Baker is voorzichtiger over het toepassen van de nieuwe bevindingen. Ten eerste merkt hij op dat depressief realisme alleen optrad in condities van hoge dichtheid (de lamp gaat vaak branden) en nul contingentie (het maakt niet uit wat de persoon doet).
“Er is dus geen echte algemeenheid voor dit fenomeen,” zegt hij.
Ten tweede merkt hij op dat hoewel de deelnemers aan deze studies “ontegenzeggelijk verdrietig zijn en velen van hen vervreemd zijn, hun niveau van functioneren vrij hoog is – ze zijn over het algemeen niet klinisch depressief.” Baker gelooft dat het bestuderen van deze groep licht kan werpen op de mechanismen van klinische depressie, maar dat hen “depressief” noemen het feit vertroebelt dat dit onderzoek al dan niet relevant kan zijn voor de klinische populatie.
Lyn Abramson waarschuwt: “Hoewel de resultaten van Msetfi e.a. heel interessant zijn, verklaren ze niet het fenomeen van depressief realisme in het oorspronkelijke experiment weg, omdat depressieve deelnemers deden wat de experimentator hen vroeg te doen – uitvinden hoeveel controle ze hadden tijdens de experimentele proeven.
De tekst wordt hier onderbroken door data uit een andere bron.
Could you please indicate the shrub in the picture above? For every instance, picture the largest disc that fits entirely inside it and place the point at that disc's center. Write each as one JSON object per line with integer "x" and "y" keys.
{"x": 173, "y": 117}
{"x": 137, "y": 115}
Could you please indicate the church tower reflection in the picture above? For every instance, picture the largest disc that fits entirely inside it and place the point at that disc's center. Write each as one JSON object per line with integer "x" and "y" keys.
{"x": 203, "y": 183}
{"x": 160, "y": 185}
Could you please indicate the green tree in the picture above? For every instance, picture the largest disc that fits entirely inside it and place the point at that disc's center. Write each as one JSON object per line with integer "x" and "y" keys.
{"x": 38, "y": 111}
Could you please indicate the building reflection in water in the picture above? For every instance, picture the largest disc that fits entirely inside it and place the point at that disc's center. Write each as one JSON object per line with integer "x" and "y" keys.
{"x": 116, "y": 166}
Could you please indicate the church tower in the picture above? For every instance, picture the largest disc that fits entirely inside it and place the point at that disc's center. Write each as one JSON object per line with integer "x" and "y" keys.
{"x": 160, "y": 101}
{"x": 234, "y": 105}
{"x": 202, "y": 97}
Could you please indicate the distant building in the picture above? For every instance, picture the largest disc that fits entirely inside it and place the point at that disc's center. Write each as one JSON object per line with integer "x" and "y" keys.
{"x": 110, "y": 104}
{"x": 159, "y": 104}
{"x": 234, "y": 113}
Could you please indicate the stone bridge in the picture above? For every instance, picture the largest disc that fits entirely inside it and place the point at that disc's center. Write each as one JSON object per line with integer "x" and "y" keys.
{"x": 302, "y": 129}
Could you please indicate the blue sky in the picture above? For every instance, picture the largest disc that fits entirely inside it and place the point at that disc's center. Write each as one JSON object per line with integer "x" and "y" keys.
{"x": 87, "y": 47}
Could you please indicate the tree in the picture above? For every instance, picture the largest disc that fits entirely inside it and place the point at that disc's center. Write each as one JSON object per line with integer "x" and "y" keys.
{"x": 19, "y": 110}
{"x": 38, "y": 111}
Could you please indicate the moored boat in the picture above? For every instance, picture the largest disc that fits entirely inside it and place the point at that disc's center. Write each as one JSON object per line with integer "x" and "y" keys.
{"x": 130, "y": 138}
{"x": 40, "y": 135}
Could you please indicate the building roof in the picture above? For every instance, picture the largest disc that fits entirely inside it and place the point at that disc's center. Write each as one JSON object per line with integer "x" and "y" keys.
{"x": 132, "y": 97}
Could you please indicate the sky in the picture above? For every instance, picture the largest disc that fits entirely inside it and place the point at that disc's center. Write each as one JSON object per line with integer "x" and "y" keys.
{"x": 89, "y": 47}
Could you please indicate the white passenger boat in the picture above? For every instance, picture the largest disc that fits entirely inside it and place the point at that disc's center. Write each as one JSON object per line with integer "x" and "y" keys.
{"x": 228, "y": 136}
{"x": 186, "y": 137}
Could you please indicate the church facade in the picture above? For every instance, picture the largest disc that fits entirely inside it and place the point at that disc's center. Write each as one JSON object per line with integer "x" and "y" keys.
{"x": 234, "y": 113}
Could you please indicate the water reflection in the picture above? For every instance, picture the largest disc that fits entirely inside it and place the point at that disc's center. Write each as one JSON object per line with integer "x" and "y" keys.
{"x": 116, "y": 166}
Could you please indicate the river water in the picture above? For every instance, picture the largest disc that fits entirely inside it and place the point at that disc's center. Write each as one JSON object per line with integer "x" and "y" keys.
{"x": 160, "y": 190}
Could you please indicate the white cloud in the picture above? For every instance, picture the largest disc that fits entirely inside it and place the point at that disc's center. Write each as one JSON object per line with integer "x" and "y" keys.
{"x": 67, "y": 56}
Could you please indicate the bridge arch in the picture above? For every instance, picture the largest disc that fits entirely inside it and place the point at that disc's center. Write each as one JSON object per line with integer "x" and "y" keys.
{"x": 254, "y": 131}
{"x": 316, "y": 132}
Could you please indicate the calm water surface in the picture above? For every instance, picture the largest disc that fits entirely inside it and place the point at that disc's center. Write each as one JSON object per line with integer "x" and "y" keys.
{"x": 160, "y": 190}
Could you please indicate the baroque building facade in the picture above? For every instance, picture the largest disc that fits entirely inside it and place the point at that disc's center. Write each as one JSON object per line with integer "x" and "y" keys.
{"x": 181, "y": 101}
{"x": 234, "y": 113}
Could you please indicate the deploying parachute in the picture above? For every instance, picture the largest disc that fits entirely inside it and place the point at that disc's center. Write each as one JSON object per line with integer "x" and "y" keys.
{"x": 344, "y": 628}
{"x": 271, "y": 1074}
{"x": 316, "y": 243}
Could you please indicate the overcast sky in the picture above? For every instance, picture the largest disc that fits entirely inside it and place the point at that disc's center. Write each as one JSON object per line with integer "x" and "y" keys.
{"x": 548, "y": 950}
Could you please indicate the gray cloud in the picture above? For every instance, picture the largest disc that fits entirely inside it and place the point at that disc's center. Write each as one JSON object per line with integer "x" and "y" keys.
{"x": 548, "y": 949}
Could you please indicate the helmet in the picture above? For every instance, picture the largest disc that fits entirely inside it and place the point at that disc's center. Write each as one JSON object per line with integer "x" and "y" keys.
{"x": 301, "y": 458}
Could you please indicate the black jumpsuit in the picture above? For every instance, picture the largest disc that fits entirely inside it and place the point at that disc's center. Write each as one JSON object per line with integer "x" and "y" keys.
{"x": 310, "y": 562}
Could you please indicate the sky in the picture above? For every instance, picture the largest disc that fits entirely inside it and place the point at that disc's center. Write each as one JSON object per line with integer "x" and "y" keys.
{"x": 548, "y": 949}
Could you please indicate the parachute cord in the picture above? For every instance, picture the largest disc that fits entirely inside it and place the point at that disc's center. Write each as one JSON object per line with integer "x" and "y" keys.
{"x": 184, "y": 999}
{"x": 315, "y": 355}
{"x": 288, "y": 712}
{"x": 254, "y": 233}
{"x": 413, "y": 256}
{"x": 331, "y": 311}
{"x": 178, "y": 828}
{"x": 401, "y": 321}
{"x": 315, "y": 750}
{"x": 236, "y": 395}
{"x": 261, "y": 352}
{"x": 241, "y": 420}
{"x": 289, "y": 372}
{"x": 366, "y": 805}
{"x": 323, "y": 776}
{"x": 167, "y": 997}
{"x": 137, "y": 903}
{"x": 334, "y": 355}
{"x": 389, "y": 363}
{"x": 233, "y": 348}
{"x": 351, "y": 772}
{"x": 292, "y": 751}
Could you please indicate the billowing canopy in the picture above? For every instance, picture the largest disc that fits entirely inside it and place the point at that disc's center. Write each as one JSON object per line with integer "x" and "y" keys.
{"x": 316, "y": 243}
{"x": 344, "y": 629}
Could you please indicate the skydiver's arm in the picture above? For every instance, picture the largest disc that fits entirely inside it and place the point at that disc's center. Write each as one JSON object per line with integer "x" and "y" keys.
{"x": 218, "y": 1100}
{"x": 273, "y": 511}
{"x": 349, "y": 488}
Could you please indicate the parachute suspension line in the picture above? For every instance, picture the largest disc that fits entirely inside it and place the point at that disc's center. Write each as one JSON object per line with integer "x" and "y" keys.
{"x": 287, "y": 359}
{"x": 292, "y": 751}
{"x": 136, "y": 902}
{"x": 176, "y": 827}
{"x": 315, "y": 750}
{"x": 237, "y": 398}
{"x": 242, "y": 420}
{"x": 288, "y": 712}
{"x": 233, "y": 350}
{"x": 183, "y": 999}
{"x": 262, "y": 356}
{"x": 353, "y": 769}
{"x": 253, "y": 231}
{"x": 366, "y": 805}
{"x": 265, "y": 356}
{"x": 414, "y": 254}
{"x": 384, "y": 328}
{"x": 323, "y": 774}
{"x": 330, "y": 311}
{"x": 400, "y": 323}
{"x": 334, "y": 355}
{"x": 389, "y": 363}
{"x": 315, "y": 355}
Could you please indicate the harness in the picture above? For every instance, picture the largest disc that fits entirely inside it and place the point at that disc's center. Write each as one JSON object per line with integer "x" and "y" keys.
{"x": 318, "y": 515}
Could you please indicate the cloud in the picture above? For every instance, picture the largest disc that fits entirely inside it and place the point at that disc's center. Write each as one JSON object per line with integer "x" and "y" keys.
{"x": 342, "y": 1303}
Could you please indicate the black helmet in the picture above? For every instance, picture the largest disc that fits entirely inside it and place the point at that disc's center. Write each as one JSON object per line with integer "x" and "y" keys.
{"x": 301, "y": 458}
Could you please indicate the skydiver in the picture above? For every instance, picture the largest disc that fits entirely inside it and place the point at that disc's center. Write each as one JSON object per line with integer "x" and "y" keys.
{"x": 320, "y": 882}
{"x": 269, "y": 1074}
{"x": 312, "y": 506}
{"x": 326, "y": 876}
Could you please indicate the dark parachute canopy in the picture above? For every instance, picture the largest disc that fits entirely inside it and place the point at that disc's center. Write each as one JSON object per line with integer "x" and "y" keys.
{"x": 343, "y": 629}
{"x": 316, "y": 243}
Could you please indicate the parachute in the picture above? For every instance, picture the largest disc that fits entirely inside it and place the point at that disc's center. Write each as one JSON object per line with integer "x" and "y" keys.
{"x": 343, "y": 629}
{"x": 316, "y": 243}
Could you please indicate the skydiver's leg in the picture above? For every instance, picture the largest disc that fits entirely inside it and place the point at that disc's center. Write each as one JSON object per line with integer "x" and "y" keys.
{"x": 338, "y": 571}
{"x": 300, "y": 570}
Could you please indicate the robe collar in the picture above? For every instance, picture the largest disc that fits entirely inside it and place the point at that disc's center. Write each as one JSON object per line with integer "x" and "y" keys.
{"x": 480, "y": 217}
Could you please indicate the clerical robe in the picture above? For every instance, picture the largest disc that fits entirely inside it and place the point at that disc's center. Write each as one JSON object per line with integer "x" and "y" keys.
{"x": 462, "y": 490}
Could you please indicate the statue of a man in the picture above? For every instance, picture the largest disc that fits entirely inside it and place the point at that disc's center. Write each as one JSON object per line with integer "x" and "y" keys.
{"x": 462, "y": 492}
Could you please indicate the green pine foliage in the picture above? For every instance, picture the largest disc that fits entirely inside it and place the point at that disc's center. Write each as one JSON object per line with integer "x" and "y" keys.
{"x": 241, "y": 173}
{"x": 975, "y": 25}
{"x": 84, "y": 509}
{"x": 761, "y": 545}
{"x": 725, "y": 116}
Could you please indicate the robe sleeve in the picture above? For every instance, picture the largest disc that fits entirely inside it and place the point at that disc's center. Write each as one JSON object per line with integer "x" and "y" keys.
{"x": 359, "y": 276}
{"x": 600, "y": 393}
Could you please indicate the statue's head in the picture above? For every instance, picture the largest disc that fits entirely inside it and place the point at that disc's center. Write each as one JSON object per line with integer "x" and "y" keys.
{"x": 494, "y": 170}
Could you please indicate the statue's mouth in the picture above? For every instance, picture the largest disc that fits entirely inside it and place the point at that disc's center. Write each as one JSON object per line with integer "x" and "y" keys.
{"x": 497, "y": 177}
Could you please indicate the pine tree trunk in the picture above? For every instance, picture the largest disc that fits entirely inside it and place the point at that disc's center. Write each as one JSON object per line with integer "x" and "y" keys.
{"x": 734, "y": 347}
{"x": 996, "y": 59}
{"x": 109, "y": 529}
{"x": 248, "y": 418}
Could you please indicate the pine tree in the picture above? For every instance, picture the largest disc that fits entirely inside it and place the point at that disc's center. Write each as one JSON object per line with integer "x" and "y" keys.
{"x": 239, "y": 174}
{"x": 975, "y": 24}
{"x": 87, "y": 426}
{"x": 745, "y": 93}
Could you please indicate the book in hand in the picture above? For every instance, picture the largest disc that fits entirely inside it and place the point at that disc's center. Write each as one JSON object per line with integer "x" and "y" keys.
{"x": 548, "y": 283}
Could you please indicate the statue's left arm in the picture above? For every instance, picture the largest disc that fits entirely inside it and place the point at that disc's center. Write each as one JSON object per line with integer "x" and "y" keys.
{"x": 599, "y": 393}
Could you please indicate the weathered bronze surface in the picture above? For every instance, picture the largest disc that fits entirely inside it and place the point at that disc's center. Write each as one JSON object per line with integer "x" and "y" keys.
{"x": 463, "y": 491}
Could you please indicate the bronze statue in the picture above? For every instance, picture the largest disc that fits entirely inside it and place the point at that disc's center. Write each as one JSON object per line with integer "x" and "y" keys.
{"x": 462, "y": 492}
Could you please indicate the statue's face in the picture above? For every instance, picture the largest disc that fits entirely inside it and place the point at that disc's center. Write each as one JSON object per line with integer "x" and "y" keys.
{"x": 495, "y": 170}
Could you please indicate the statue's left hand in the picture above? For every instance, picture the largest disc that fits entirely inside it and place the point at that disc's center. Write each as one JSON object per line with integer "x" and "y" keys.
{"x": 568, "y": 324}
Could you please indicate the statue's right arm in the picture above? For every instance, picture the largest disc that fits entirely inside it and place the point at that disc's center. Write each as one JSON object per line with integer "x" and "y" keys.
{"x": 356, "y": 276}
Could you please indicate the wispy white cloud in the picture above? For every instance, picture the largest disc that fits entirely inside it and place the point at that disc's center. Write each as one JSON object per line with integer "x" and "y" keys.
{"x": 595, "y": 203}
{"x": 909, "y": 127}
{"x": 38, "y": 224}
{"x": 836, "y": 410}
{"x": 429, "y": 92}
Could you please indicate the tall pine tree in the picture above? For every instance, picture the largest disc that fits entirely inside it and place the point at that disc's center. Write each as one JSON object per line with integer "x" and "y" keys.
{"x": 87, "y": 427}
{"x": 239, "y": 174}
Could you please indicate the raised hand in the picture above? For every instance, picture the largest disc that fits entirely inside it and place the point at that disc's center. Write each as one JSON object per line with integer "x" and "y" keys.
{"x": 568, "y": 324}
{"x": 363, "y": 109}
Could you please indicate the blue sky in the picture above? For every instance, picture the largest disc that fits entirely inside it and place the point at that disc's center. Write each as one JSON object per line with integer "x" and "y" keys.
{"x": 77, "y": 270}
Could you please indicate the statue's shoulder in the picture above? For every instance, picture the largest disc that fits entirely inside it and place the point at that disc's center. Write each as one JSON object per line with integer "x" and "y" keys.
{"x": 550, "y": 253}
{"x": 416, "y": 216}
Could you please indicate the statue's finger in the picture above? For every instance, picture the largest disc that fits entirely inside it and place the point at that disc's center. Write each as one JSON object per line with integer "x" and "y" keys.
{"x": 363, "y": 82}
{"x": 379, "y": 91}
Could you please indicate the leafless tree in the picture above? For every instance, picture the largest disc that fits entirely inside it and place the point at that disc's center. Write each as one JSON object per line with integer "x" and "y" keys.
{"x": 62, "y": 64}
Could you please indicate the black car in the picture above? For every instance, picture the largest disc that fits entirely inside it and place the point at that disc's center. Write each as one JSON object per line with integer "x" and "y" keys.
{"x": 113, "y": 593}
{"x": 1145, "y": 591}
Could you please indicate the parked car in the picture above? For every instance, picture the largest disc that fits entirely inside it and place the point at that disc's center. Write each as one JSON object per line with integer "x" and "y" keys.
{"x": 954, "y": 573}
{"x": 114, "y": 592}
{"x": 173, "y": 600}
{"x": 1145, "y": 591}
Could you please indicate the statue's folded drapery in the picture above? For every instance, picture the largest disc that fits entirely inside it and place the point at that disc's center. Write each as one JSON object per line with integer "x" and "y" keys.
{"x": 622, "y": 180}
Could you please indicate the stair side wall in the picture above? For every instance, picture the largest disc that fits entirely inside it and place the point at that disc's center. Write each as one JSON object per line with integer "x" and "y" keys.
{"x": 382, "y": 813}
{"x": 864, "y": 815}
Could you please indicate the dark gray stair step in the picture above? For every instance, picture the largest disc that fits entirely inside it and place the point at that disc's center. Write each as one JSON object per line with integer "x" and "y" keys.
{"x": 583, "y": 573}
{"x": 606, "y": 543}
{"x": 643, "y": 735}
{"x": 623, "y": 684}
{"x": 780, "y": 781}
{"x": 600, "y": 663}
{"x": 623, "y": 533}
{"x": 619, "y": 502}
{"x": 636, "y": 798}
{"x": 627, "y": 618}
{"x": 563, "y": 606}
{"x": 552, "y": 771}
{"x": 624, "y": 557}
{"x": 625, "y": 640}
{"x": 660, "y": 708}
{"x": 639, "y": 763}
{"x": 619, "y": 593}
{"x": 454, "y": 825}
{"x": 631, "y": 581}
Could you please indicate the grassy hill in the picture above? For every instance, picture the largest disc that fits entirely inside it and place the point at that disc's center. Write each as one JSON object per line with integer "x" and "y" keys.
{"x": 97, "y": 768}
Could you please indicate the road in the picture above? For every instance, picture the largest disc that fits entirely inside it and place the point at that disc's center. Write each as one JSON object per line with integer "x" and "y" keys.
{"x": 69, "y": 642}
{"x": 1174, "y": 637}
Bovendien verklaren de resultaten van Msetfi et al niet waarom andere factoren, zoals of een uitkomst goed of slecht is, voorspellen wanneer depressief realisme wordt waargenomen.”
Abramson hoopt dat deze studie inspireert tot een tweede-generatie golf van onderzoek naar depressief realisme.
“De implicaties van het depressieve realisme-effect voor het verklaren hoe cognitieve therapie werkt, moeten nog worden onderzocht,” zegt ze. “In de geest van deze studie, zal het belangrijk zijn om verder te onderzoeken onder welke omstandigheden depressieve mensen nauwkeuriger zijn dan niet-depressieve mensen en vice versa.” Toekomstig werk zal nodig zijn om deze complexe vraag volledig te beantwoorden. In de zeldzame gevallen dat onderzoekers hebben gekeken naar de voorspelling van betekenisvolle levensgebeurtenissen in plaats van naar contingentiedetectietaken, hebben sommige onderzoekers zelfs aangetoond dat depressieve mensen optimistischer zijn dan de niet-depressieve mensen. In de oorspronkelijke taal van Alloy en Abramson, of “the sadder really are wiser” hangt af van hoe men wijsheid definieert.
Rachel Adelson is een wetenschapsschrijver in Raleigh, N.C.